Domingo de la Semana 3ª del Tiempo de Adviento. Ciclo A – 15 de diciembre de 2019

Lectura del Santo Evangelio según San Mateo 11,2-11

La liturgia del tercer Domingo de Adviento destaca de manera particular la alegría por la llegada tan esperada del Mesías. Se trata de una cordial invitación para que nadie desespere por su situación, por difícil que ésta sea, ya que la salvación definitiva ya se ha dado con Jesucristo. El profeta Isaías (Isaías 35, 1-6a.10), en un bello poema, nos ofrece la bíblica imagen del desierto que florece y del pueblo que canta y salta de júbilo al contemplar la Gloria del Señor. Esta alegría se comunica especialmente al que padece tribulación y está a punto de abandonarse a la desesperanza. Santiago (Santiago 5,7-10), constatando que la llegada del Señor está ya muy cerca, invita a todos a tener esperanza y paciencia.

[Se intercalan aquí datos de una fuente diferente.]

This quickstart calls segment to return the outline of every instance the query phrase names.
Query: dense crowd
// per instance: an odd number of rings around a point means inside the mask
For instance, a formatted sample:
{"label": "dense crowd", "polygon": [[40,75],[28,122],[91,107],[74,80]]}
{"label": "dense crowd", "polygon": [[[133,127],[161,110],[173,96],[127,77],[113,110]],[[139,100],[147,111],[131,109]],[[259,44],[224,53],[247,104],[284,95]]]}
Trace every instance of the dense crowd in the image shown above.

El Evangelio (San Mateo 11,2-11) destaca la figura de San Juan el Bautista quien en las oscuridades de la prisión dirige a Jesús una pregunta fundamental: «¿Eres tú el que estamos esperando?». Todas las expectativas de Juan descansan en la respuesta que Jesús le da: «Vayan a contar a Juan lo que ven y lo que oyen…».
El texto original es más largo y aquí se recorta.